Reading Data

There is an interesting collection of data from 223 Russian stations here mentioned by both Jerry Brennan and myself. These 223 stations are precisely the same as the 223 stations in CDIAC’s NDP048, conveniently listed here . CDIAC NDP-048 includes an extensive discussion of station history.

The versions at typically go to 1995, while NDP048 stops in 1990. The data at is stored in files coded by WMO number. Nicholas has kindly developed a method of reading the zip data into R. I’ve applied this to make a function read.meteo (see first post below) which will return an annualized anomaly series from the zip files. I’ve done similar functions for HadCRU3, GHCN v2 and will post up a collation of these functions some time.

Nicholas has also developed a method for downloading GISS station data directly from R. I’ll post this up as accessing GISS station data has been exceedingly frustrating since there is no large data archive and, without Nicholas’ skill, you have to do this manually through the web page.


  1. Steve McIntyre
    Posted Mar 2, 2007 at 10:19 AM | Permalink

    read.meteo<-function(id0) {
    test<-try(download.file( file.path(url,name0),name0, "auto", quiet = FALSE, cacheOK = TRUE, mode = "wb"));
    if(class(test)=="try-error") read.meteo<-test else {
    data_handle <- unz(name0,paste("F",id0,"V4.M02",sep="") ,"r")
    Data <- scan(data_handle, what = list(rep(0,14)), comment.char = "\x1a");
    temp<-(Data== 9999);Data[temp]<-NA

    chron<-t( array(chron,dim=c(12,length(chron)/12) ) )
    read.meteo<-ts(apply(chron,1,mean,na.rm=TRUE),start=min(year1) )}


  2. MilanS
    Posted Mar 2, 2007 at 12:58 PM | Permalink

    Thanks, Steve, it works fine. However, I had to deal with a minor problem – the chars ” (HEX94) in the script have to be exchanged by char ” (HEX24). Apparently, the blog software causes this inconvenience, because I see that it converts both the characters in my text to the char ” (HEX94) in the preview.
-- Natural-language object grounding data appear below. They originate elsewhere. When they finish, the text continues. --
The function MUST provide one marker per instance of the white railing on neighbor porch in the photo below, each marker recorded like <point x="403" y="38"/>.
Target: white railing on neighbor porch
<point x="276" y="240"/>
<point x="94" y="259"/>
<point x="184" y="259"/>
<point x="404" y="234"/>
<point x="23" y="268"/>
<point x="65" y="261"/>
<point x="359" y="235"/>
If the problem is known, you can delete my post.

  3. Steve McIntyre
    Posted Mar 2, 2007 at 2:22 PM | Permalink

    #2. I’ll post this (and other similar read scripts) as an ASCII file.

  4. JerryB
    Posted Mar 2, 2007 at 3:34 PM | Permalink

    There seems to be a problem, an apparent conflict between
    the description of the layout of the data, and the actual
    layout of the data.

    The description indicates TMIN, followed by TMID, followed
    by TMAX. However, perusing the file for Karsakpaj, I notice
    that when two observations are present, but not three, the
    two are supposedly TMIN and TMID, or TMID and TMAX, but
    seemingly never TMIN and TMAX.

    My guess is that the placement of the data within the files
    is not correct when two, and not three, observations are
    listed; that the two are actually TMIN and TMAX, and that
    the misplacement accounts for the apparent discrepancy that
    I mentioned in another thread between data and
    GHCN daily data for Karsakpaj.

    Be careful out there. 🙂

  5. JerryB
    Posted Mar 2, 2007 at 4:09 PM | Permalink

    When TMIN, TMID, and TMAX are all present, TMID seems usually *not* to be (TMIN+TMAX)/2.

    Be really careful out there. :-0

  6. Steve McIntyre
    Posted Mar 2, 2007 at 10:37 PM | Permalink

    #5. Jerry – can you determine what TMID is?

  7. JerryB
    Posted Mar 3, 2007 at 8:13 AM | Permalink


    TMID seems to be an average of several readings:

    Two excerpts from ndp040.txt:

    “Daily mean, minimum, and maximum temperatures are available (to the
    nearest tenth of a degree Celsius) for each station. Temperature
    observations were taken eight times a day from 1966-89, four times a day
    from 1936-65, and three times a day from 1881-1935. Daily mean
    temperature is defined as the average of all observations for each
    calendar day.”

    See Table 1 in ndp040.txt for more details.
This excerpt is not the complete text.